User Manual

Physics Basics

PlayCanvas incorporates a very powerful physics engine called ammo.js. This is a browser port of the open source C++ Bullet physics engine.

PlayCanvas provides the rigidbody and collision components to set up physics simulations.

Enabling Physics

By default, a new PlayCanvas project will have physics disabled in the Scene Settings panel:

Physics Settings

This is because ammo.js weighs in at several hundred kilobytes and your app should not have to load this library if it is not needed.

However, you can force the loading of ammo.js by checking Enable. As a convenience, if you create one or more collision or rigidbody components in your scene, the Editor will automatically check Enable for physics in your settings.

Gravity

In the same Settings panel, you can set global gravity of the physics simulation. Gravity is a constant force applied to all rigid bodies in your scene. By default, this is set to -9.81 in the world's negative Y axis (straight down, in other words). This default approximates Earth gravity. But you may want to increase or decrease this value. For example, for a game set in space, you will probably want to set gravity to zero.

Units of Measurement

By default, the PlayCanvas physics engine interprets 1 unit as 1 meter. Therefore, for objects to fall at a rate that appears to be physically accurate, you should ensure that your scenes size objects appropriately.

For example, if your game features a character that is 1.8m tall, he should be 1.8 units high in the Editor's 3D view.

Rigid Bodies

You can make any entity in your scene participate in the physics simulation. Just add a rigidbody component and a collision component. The rigidbody component specifies a type:

It also specifies physical properties like mass, friction and restitution (essentially a measure of 'bounciness').

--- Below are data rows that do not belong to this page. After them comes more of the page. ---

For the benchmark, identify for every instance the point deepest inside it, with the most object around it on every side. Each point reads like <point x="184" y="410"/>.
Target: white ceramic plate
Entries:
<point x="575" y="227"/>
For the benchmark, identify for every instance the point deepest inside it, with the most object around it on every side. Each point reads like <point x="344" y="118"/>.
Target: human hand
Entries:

The collision component specifies the physical shape of the body. Note that a rigid body's physical shape does not have to match its graphical shape. It is typical for physical representations of objects to be much simpler than the graphical. The available collision component types are:

Creating a Static Ground

Most of the time, you will want to create some kind of static physical environment. For example, a race track or a football pitch. The simplest example is a flat plane. PlayCanvas doesn't expose a plane-type collision primitive but it does provide a box primitive. Here is how to configure a 1 unit high 10x10 box that is a static rigid body:

Static Ground

You could also set the collision component type to Mesh and assign a model asset if you want something more complex.

Creating Dynamic Bodies

Physics is all about movement so things get interesting when we create dynamic rigid bodies. Let's create a dynamic 1x1x1 box:

Dynamic Box

The box has been rotated so that when it collides with the static ground, it will bounce in an interesting way:

Falling Box

Creating Kinematic Bodies

Sometimes, it can be useful to be able to explicitly control the motion of physical objects in your scene and have these objects exert an irresistable force on other physical objects. For example, imagine a moving platform that can carry the player across a level. To achieve this, you can set a rigid body's type to Kinematic. Let's create a kinematic box:

Kinematic Box

The responsibility for animating kinematic bodies is on you, the developer. You will notice that the kinematic box shown above also has a script component with a script called movement.js assigned:

var Movement = pc.createScript('movement');

// initialize code called once per entity
Movement.prototype.initialize = function() {

};

// update code called every frame
Movement.prototype.update = function(dt) {
    this.entity.setPosition(Math.sin(Date.now() / 1000), 0.5, 0);
};

This script simply animates the box along the world x-axis using a sine function. You move kinematic bodies using the standard transformation functions on the entity like setPosition, setRotation and setEulerAngles. Now when we run the scene, the dynamic box falls on the kinematic box and is carried along on top of it:

Kinematic Box

Teleporting Dynamic Bodies

Although you can use the standard entity transformation function with kinematic bodies, this is not allowed for dynamic bodies. When creating a dynamic rigid body, you pass the responsibility for setting the position and orientation of that entity to the physics engine. This means that if you try to update the position or orientation of an entity in a script using the pc.Entity API, the functions will not have an effect. Instead, you must call the teleport function on the rigid body component which explicitly notifies the physics engine you want to momentarily update a rigid bodies position and/or orientation.